Oberlandesgericht Hamm:
Urteil vom 14. Dezember 1982
Aktenzeichen: 4 U 155/82

(OLG Hamm: Urteil v. 14.12.1982, Az.: 4 U 155/82)

Tenor

Auf die Berufung der Beklagten wird das am 28. Januar 1982 verkündete Urteil der 3. Kammer für Handelssachen des Landgerichts Essen abgeändert.

Die Klage wird abgewiesen.

Die Kosten des Rechtsstreits werden der Klägerin auferlegt.

Das Urteil ist vorläufig vollstreckbar.

Der Klägerin wird nachgelassen, die Zwangsvollstreckung durch Sicherheitsleistung oder Hinterlegung in Höhe von 10.000,— DM abzuwenden, sofern die Beklagte vor der Vollstreckung nicht Sicherheit in gleicher Höhe leistet.

Die Beschwer der Klägerin - zugleich Streitwert für den Berufungsrechtszug - beträgt 75.000,-- DM.

Tatbestand

Der Kläger ist ein Verein, der satzungsgemäß u.a. Wettbewerbsverstöße verfolgt.

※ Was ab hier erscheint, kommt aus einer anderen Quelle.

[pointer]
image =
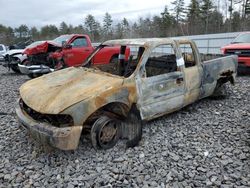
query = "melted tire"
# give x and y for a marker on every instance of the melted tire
(97, 132)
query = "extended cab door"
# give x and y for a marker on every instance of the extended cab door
(78, 53)
(192, 71)
(162, 89)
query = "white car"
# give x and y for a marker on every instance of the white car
(3, 50)
(14, 57)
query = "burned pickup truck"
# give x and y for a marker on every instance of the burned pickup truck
(106, 103)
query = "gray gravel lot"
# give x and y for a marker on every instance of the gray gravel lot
(205, 144)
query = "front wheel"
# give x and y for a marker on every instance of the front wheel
(105, 132)
(15, 68)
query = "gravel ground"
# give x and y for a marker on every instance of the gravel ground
(205, 144)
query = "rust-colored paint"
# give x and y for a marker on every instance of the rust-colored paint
(81, 92)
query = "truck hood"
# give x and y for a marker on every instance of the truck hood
(238, 46)
(53, 93)
(42, 48)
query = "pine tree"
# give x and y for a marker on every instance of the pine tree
(178, 10)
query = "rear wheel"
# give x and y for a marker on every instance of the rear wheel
(220, 91)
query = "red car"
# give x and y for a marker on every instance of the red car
(65, 51)
(240, 46)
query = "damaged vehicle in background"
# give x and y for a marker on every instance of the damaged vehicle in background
(64, 51)
(3, 50)
(105, 103)
(16, 56)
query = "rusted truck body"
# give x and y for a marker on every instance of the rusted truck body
(108, 102)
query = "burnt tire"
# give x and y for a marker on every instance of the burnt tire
(105, 132)
(15, 68)
(220, 92)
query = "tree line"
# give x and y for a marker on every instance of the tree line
(198, 17)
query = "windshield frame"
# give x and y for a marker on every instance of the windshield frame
(62, 38)
(88, 62)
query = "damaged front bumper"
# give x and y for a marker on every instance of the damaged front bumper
(8, 64)
(35, 69)
(65, 138)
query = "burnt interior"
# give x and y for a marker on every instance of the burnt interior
(58, 120)
(161, 65)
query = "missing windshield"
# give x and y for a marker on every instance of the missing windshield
(123, 62)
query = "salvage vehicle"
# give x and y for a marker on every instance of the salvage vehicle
(105, 103)
(240, 46)
(64, 51)
(2, 51)
(16, 56)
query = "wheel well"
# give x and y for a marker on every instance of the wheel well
(116, 109)
(225, 77)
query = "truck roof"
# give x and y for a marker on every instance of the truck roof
(144, 41)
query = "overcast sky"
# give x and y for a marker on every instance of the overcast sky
(42, 12)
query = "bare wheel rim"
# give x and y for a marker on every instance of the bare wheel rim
(105, 132)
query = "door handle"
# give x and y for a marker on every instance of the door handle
(179, 80)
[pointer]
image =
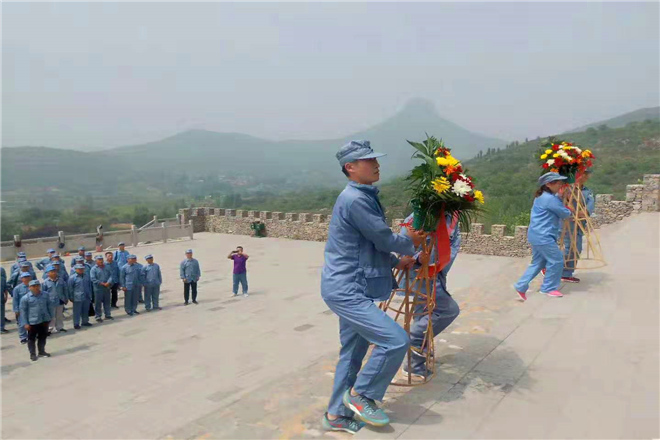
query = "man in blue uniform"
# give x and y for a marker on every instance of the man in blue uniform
(80, 293)
(121, 255)
(101, 276)
(19, 292)
(446, 309)
(4, 293)
(129, 282)
(58, 295)
(152, 279)
(35, 316)
(190, 273)
(358, 272)
(44, 262)
(81, 253)
(114, 289)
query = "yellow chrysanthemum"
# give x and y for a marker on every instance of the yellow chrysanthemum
(441, 185)
(446, 161)
(479, 196)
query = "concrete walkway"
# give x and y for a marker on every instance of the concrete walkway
(584, 366)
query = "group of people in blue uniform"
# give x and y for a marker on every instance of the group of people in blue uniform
(91, 286)
(360, 254)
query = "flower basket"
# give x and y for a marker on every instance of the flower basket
(440, 184)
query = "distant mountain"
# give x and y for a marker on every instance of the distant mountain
(643, 114)
(203, 152)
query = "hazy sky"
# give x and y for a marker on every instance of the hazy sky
(97, 75)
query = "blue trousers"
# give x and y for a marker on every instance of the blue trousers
(571, 259)
(102, 302)
(445, 312)
(362, 323)
(242, 279)
(81, 311)
(130, 300)
(151, 294)
(546, 256)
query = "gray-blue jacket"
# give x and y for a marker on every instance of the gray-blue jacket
(151, 275)
(58, 291)
(35, 309)
(358, 254)
(101, 275)
(19, 292)
(80, 287)
(130, 276)
(189, 270)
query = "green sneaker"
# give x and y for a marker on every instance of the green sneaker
(346, 424)
(365, 409)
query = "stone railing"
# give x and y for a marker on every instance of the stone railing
(314, 227)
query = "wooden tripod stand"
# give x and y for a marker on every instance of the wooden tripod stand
(419, 294)
(575, 227)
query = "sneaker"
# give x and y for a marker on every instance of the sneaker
(554, 294)
(365, 409)
(346, 424)
(570, 279)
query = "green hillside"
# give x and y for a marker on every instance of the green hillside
(507, 177)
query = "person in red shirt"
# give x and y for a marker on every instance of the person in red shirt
(240, 270)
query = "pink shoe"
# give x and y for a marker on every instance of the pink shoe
(554, 294)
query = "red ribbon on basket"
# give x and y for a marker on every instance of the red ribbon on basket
(442, 244)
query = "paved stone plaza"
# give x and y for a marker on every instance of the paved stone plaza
(582, 366)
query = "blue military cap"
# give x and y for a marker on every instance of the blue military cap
(356, 150)
(550, 177)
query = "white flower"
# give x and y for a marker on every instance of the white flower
(461, 188)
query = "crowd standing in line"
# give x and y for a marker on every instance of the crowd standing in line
(91, 287)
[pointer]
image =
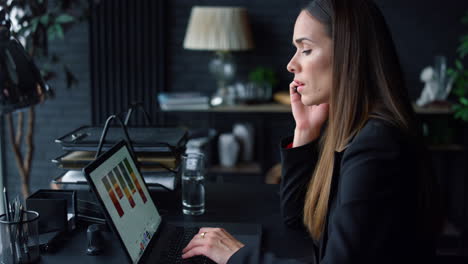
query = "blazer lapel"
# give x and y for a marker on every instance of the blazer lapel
(331, 202)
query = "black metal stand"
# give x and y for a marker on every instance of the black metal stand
(104, 133)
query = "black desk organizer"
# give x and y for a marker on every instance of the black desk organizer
(145, 140)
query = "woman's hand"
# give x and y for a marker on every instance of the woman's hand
(309, 119)
(215, 243)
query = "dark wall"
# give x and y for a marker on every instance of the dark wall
(421, 30)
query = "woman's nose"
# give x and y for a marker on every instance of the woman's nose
(292, 66)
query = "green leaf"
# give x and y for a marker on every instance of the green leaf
(459, 65)
(44, 19)
(62, 19)
(59, 31)
(51, 33)
(465, 19)
(34, 23)
(464, 101)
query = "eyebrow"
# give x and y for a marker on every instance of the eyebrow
(299, 40)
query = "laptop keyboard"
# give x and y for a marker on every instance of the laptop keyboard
(179, 241)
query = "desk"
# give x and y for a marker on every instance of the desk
(254, 203)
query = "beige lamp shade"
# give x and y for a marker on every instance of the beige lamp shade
(218, 29)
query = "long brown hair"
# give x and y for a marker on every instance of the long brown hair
(367, 83)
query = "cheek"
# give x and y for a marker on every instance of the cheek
(319, 71)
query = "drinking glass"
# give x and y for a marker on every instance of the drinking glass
(193, 184)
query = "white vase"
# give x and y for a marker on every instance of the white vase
(228, 149)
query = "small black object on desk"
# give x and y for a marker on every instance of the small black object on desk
(95, 240)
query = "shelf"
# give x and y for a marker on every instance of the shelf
(443, 109)
(279, 108)
(446, 147)
(257, 108)
(241, 168)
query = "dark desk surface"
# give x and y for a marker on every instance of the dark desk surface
(254, 203)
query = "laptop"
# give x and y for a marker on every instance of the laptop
(134, 218)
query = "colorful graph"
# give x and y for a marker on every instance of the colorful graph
(112, 196)
(115, 184)
(135, 180)
(126, 191)
(127, 178)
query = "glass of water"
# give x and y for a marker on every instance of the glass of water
(193, 184)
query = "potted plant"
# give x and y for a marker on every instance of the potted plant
(460, 76)
(262, 81)
(34, 23)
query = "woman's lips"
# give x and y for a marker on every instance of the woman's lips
(300, 88)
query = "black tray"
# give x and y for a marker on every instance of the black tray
(144, 139)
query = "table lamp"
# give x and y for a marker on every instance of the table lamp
(21, 84)
(219, 29)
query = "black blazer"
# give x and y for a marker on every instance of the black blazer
(373, 214)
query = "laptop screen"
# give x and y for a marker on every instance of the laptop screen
(120, 187)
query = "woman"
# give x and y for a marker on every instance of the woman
(351, 175)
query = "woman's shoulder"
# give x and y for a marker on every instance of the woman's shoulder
(374, 164)
(380, 133)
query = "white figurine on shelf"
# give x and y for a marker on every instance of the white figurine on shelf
(431, 91)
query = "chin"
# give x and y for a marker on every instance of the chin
(309, 101)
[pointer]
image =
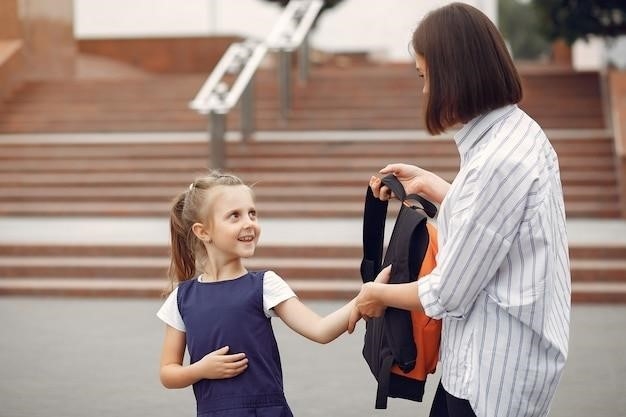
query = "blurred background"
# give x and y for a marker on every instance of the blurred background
(108, 109)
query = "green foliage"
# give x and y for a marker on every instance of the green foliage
(519, 24)
(571, 20)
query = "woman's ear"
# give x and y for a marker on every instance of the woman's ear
(201, 232)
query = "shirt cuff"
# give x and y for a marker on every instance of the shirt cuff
(429, 298)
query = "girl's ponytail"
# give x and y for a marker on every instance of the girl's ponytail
(182, 259)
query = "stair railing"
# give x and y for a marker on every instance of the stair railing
(291, 33)
(217, 97)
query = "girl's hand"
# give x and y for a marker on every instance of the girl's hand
(219, 365)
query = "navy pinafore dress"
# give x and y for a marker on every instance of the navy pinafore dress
(230, 313)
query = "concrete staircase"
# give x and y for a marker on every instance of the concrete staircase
(327, 272)
(293, 178)
(354, 98)
(298, 174)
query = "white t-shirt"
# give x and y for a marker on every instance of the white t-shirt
(275, 291)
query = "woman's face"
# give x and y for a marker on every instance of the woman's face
(420, 66)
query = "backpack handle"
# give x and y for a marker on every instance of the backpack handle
(396, 187)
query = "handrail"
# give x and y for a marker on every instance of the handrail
(214, 94)
(294, 24)
(215, 98)
(291, 33)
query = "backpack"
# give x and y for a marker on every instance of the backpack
(401, 347)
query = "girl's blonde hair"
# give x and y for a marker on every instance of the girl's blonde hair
(190, 207)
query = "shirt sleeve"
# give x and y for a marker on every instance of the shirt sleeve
(275, 291)
(486, 214)
(169, 312)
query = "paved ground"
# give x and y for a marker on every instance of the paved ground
(99, 357)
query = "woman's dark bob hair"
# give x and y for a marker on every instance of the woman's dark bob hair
(469, 69)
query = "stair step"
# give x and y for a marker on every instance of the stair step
(153, 288)
(583, 292)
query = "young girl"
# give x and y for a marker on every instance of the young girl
(221, 312)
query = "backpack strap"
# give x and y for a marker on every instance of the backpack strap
(374, 217)
(384, 382)
(407, 247)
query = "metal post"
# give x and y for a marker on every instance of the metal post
(247, 111)
(284, 74)
(218, 128)
(303, 60)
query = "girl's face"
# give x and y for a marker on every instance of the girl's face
(420, 66)
(234, 229)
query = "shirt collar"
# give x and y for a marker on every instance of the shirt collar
(474, 130)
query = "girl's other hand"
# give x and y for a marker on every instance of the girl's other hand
(219, 365)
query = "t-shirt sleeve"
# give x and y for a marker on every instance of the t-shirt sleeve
(275, 291)
(169, 312)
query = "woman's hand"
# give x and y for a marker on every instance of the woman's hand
(415, 180)
(219, 365)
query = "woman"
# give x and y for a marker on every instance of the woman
(502, 283)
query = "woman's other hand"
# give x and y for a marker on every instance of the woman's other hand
(414, 179)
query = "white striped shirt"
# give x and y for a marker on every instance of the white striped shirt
(502, 282)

Die Beklagte, eine Kreissparkasse, veröffentlichte am 21.5.1981 in der Ausgabe xxx einer Tageszeitung die folgende Anzeige:

"Verkauf von Sicherungsgut. In der 1. Etage unseres

Hauses xxx werden am 22. und 25. Mai 1981 Orientteppiche, Brücken und Läufer fast aller orientalischen Provenienzen und Maße verkauft.

Öffnungszeiten

von 9 bis 16 Uhr Kreissparkasse

xxx

Telefon xxx - "

Der Kläger hält die Ankündigung eines Verkaufs von Sicherungsgut in der oben dargelegten Weise wie den Verkauf selbst unter den in den Entscheidungsgründen des vorliegenden Urteils behandelten rechtlichen Gesichtspunkten für wettbewerbswidrig.

Der Kläger hat deshalb beantragt,

Der Beklagten wird bei Vermeidung von vom Gericht festzusetzenden Ordnungsgeldern bis zu 500.000,— DM, ersatzweise Ordnungshaft bis zu 6 Monaten für jeden Fall der Zuwiderhandlung untersagt, künftig im geschäftlichen Verkehr für den Verkauf von Sicherungsgut (Orient-Teppiche, Brücken und Läufer) an Letztverbraucher in den Räumen in der Kreissparkasse xxx an bestimmten Tagen zu werben bzw. an diesen Tagen einen solchen Verkauf durchzuführen.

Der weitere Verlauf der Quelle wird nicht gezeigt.